If the trial court’s record had revealed matters adequately supporting EDS’s claims of prejudice, the court’s having taken judicial notice of its record could have sufficed. See Marble Slab Creamery, Inc. v. Wesic, Inc., 823 S.W.2d 436, 439 (Tex. App.—Houston [14th Dist.] 1992, no writ) (noting that trial court’s taking judicial notice of application to compel, opponent’s response, and record of case sufficed to provide “ample evidence” supporting waiver conclusion because same subject matter and parties involved). But the record did not contain information adequately showing prejudice. And EDS put on no other evidence—by affidavit, testimony, or otherwise—of prejudice resulting to it from Williams’s complained-of actions.

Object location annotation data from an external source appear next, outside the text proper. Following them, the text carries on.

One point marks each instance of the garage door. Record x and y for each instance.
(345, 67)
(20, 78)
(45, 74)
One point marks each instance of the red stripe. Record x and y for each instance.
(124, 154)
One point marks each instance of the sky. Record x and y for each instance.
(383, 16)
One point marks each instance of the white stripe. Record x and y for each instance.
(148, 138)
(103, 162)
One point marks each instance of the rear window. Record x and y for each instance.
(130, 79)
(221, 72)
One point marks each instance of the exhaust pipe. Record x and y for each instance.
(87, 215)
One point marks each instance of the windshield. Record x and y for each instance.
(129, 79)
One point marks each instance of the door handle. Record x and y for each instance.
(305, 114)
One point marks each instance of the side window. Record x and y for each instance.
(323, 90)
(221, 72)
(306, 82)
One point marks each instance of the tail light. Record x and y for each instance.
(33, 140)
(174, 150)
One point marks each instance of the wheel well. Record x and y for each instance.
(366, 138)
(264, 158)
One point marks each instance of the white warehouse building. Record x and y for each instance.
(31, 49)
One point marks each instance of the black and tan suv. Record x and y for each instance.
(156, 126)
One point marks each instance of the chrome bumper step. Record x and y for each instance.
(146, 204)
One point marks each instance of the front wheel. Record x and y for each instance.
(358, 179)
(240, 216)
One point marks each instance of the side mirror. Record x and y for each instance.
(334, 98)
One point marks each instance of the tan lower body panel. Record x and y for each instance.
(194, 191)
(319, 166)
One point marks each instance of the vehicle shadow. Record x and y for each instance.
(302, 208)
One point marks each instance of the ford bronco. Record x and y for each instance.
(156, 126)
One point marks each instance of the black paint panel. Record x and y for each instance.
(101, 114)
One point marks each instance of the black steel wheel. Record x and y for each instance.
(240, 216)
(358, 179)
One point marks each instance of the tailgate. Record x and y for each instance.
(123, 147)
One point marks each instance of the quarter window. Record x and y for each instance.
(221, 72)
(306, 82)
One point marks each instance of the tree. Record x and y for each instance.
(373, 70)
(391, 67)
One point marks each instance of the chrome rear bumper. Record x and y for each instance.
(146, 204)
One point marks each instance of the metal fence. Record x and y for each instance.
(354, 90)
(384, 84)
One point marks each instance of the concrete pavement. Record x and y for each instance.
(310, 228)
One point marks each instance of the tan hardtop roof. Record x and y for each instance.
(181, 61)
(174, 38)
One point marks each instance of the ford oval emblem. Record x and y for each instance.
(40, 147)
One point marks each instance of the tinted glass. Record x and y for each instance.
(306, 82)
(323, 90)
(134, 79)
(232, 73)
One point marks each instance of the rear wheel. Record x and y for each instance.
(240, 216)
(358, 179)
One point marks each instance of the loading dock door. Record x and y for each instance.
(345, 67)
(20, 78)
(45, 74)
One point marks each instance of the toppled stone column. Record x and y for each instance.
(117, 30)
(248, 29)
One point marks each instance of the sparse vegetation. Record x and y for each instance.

Accordingly, we hold that EDS failed to carry its heavy burden of showing actual prejudice because it offered no evidence in support. Waiver was EDS’s sole defense to Williams’s arbitration motion. Therefore, regardless of what standard of review applies to the determination of prejudice, the trial court erred in denying Williams’s motion to compel arbitration. Given the state of the record, none of the cases on which EDS relies requires a contrary holding.
Accordingly, we sustain Williams’s sole issue.
Conclusion
We reverse the order and remand the cause with instructions for the trial court to compel arbitration of EDS’s claims on which Williams sought to compel arbitration.
Tim Taft
Justice
Panel consists of Justices Taft, Keyes, and Higley.